Tommy Ford, a long-time Alabama athletics department staffer and personal friend of the Ingram family, confirmed Ingram’s death to AL.com. Funeral services are scheduled for Saturday at Calvary Baptist Church in Tuscaloosa, with visitation from 10 a.m. to 11:30 a.m.
“We will miss Hootie dearly,” Alabama sports director Greg Byrne wrote on Twitter/X. “He was a nice man who always welcomed you with a bright smile. Hootie left an indelible mark on The University of Alabama as both a student-athlete and an administrator. We extend our sympathies to his family and friends.
Born Sept. 2, 1933, in Tuscaloosa, Ingram signed with Alabama in 1951 after a multi-sport career at Tuscaloosa High School. He was an All-SEC defensive back as a sophomore in 1952, when he set an SEC record with 10 interceptions.

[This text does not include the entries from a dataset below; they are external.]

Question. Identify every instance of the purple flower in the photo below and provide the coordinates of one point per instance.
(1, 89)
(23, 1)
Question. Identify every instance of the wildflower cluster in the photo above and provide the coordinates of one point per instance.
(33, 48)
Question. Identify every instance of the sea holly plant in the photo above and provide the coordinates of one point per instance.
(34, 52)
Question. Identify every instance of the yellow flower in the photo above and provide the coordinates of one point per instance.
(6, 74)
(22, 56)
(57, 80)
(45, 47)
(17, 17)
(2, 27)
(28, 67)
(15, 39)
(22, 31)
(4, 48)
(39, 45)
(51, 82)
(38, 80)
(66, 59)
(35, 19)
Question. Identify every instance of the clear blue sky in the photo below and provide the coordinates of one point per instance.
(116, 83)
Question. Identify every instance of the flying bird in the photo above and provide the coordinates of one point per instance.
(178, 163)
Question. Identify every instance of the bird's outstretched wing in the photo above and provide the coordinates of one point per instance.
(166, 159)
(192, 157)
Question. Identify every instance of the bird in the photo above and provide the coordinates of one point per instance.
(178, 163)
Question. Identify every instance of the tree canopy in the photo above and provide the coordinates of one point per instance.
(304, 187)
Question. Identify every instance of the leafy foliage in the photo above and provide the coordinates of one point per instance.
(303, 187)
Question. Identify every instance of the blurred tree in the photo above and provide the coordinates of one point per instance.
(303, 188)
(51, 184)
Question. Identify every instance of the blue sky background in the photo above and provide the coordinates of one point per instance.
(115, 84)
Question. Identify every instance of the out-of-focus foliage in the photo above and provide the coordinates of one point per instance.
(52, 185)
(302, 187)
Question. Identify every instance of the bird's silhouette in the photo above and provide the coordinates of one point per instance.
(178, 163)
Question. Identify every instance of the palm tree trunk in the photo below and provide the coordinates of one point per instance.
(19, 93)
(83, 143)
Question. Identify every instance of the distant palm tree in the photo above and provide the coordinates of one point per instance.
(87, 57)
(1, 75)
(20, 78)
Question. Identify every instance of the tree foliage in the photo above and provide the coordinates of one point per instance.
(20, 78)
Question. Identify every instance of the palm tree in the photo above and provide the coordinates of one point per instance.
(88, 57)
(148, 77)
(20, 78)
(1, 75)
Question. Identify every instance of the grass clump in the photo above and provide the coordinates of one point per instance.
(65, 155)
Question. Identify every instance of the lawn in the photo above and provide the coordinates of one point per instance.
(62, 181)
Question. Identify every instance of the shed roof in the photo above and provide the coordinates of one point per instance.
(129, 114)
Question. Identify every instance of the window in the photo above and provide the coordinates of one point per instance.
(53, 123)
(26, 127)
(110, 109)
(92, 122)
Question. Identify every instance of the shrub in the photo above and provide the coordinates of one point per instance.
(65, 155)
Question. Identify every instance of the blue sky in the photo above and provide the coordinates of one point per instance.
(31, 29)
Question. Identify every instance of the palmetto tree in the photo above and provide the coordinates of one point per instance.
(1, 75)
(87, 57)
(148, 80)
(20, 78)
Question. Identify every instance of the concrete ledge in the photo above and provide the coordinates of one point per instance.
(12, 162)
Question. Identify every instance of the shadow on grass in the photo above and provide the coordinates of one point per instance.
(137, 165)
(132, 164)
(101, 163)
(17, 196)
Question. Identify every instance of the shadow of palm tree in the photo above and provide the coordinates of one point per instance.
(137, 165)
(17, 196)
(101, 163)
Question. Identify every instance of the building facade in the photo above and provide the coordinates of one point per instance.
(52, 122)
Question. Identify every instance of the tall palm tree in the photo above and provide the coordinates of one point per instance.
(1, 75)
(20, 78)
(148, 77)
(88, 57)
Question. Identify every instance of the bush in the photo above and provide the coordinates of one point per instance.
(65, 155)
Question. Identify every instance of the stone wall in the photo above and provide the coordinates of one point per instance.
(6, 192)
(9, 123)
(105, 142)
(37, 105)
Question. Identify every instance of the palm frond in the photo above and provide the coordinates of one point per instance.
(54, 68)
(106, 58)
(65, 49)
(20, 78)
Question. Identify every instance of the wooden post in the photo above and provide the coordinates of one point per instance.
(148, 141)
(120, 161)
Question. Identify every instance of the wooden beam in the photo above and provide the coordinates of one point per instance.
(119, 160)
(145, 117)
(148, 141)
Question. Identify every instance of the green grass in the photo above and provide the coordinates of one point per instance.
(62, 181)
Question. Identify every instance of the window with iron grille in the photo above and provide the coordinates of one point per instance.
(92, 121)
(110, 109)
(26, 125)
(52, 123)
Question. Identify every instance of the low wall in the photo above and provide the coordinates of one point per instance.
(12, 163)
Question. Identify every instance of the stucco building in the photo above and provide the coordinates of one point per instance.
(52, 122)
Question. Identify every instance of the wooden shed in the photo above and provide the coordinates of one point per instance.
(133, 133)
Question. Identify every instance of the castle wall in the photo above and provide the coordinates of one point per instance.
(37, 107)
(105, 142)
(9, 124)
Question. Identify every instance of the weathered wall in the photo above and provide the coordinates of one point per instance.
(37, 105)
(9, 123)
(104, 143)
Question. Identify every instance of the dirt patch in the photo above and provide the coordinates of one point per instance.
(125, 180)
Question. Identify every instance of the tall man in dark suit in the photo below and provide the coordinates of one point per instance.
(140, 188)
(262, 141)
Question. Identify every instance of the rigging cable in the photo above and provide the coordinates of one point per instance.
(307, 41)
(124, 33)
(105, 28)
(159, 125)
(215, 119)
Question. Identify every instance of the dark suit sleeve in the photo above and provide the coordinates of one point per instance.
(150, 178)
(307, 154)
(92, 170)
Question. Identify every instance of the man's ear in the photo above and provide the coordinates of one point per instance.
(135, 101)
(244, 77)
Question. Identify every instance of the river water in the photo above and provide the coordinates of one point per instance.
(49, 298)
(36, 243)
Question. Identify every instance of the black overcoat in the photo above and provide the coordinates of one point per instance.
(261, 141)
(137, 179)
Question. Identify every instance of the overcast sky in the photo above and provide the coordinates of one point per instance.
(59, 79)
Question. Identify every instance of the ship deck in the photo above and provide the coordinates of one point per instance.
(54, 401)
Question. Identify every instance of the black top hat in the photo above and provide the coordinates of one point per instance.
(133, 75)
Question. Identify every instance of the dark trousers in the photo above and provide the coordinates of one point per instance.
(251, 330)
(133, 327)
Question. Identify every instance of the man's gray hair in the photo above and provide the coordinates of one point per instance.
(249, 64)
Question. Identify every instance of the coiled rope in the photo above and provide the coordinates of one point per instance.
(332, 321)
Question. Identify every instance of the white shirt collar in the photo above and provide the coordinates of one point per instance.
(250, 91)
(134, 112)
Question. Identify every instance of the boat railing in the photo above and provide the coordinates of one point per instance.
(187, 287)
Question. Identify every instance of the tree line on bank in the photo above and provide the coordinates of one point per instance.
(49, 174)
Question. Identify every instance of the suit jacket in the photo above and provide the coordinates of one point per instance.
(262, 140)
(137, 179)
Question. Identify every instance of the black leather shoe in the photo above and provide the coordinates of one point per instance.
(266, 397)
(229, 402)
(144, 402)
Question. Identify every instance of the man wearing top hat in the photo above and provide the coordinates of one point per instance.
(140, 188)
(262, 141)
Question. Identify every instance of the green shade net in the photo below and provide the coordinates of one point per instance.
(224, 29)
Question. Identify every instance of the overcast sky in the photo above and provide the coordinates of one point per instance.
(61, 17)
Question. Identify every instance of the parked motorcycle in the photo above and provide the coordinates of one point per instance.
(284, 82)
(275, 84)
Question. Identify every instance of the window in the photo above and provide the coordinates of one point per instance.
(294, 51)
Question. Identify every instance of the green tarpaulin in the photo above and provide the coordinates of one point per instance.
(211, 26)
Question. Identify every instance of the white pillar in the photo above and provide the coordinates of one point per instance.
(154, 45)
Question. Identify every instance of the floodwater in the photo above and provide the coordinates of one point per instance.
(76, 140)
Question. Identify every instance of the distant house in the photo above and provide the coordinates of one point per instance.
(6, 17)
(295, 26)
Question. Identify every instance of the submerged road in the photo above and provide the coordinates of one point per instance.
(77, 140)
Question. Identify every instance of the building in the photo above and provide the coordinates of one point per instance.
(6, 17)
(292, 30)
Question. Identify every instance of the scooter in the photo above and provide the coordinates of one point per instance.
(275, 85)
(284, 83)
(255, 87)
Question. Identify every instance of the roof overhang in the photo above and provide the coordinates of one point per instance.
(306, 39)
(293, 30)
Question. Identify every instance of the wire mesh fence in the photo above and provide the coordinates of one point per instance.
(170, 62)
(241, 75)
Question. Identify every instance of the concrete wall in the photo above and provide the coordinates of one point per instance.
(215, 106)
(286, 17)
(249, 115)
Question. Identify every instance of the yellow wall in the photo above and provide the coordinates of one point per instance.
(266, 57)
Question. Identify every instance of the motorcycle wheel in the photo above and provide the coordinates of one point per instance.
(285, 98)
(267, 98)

Ingram added an interception and an 80-yard punt return in the Crimson Tide’s season-ending 61-6 victory over Syracuse in the Orange Bowl, the most most lop-sided postseason win in program history. He also played baseball during his Alabama career, which began without much hesitation after being offered a scholarship by longtime assistant coach Hank Crisp.
“Alabama didn’t have to recruit me,” Ingram told author Kirk McNair in his 2005 book What It Means to Be Crimson Tide. “I’d been practicing to be an Alabama athlete since I was in fourth grade. As a child, I spent a lot of time watching on Alabama’s practice grounds. I received letters from various schools, but I would never go anywhere else.
“One day during basketball season, coach Crisp asked me when I was going to sign. I told him I didn’t know I had an offer. He told me to come by his office the next day, which I did. He then sent me to coach Lew Bostick’s office to sign the scholarship. Coach Bostick told me it was out on the table, to fill it out and sign it. And I did. Years later when I was working for the Southeastern Conference, I went back in the files and found my scholarship papers that I had filled out myself.”